Brainjacking: Hacking brain implants
Did you know that Dick Cheney, former US Vice President who held that office from 2001 to 2009, had the wireless telemetry on his implantable cardioverter-defibrillator disabled during his time in office for fear of political assassination?
That was in 2007, and already the fear of what hackers could do to implanted medical electronic devices was real.
Now, almost ten years later, the fear must be even bigger for those who need to use implants, as the realization that all electronic devices can be tampered with by a motivated attacker is slowly becoming widespread knowledge.
Researchers have already proven that attackers could mess with people’s insulin pumps and implantable defibrillators. With the increased use of electronic brain implants, we can assume some of them will begin testing the security of those devices, as well.
Brainjacking
A group of researchers, neurosurgeons, and doctors of philosophy from Oxford Functional Neurosurgery and several Oxford University departments have recently published a paper exploring the issue of brain implant hacking (“brainjacking”).
Neuroimplants are used to treat a wide range of neurological and psychiatric conditions – Parkinson’s disease, chronic pain, depression, etc. – and will likely be used for an even wider range of ailments, as well as a way to correct “abnormal moral behaviour,” in the future.
“Until recently the risk of neurological implants being used against their users was firmly in the realm of fantasy. However, the increasing sophistication of invasive neuromodulation, coupled with developments in information security research and consumer electronics, has resulted in a small but real risk of malicious individuals accessing implantable pulse generators (IPGs),” they noted.
Attack scenarios
These implants, therefore, have the potential of being switched off or made to function in undesired ways by unauthorized persons, leading to tissue damage, increased pain, altered impulse control, unwanted mental conditioning, and more, all to the detriment of the people who need these implants.
“The current risk of brainjacking is low,” the group has noted, but “it is better to consider this issue seriously now, rather than in a several years’ time when the sophistication of these implants is far greater, as would be the harm that an attacker may cause by subverting them.”
In the paper, they addressed a number of attack scenarios that might be pulled off even now, but added that there is no evidence that any of them has ever been attempted. Although, even if they had been successfully performed, it’s likely that they might not have been noticed.
“Wireless exploitation of implants is also likely to be subtle – device failures are a somewhat common eventuality and post-failure device diagnostics are rarely performed. Even if an attack were detected, tracking down the attacker would be a highly challenging task,” they noted.
Secure implant design
The group has delved into the current secure implant design, and the different factors that manufacturers have to weigh when adding features to these implants. The balance between usability and security is rarely so crucial to achieve.
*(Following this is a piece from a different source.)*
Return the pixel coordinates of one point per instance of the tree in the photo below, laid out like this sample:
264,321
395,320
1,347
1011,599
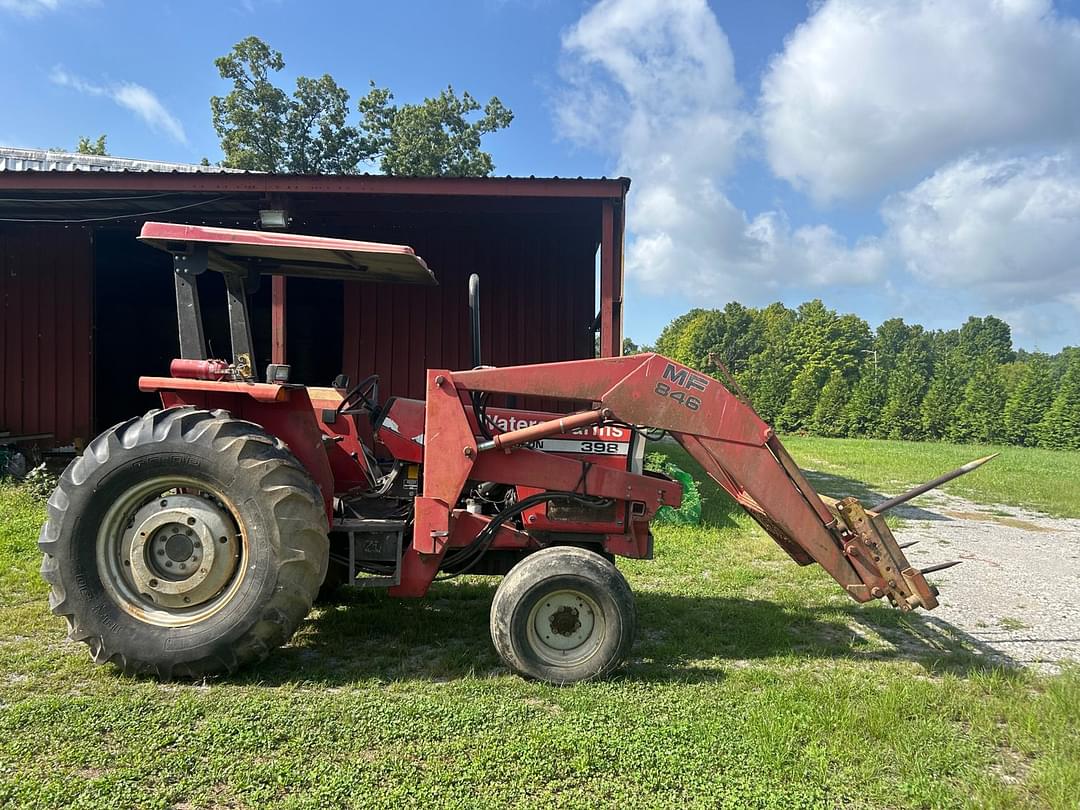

“It may be valuable to develop codes of best practice for neurosecurity, or to formulate overall guidelines for medical device security that can be tailored to the specific requirements of neural implants. Any such code should be formulated to encourage cooperation between stakeholders and be sufficiently flexible to adapt to the rapid pace of change in neurological implant design,” they pointed out.
“Device manufacturers must strive to improve upon recent advances, ensuring that security concerns are considered throughout the design process and not relegated to an afterthought, and should cooperate with security researchers who seek to responsibly disclose design flaws. Regulatory bodies must balance use of their powers to encourage good neurosecurity practices with the risk of impairing real-world security through overly burdensome regulations.”
“Given that neurosecurity is not an immediate concern, there is sufficient time for manufacturers and regulatory agencies to carefully consider methods of risk mitigation. While there is a responsibility for manufacturers to make their devices secure, the expected value of any novel security features should be carefully weighed against other clinically relevant factors, and innovation should not be unduly stifled by the demands of neurosecurity,” they concluded.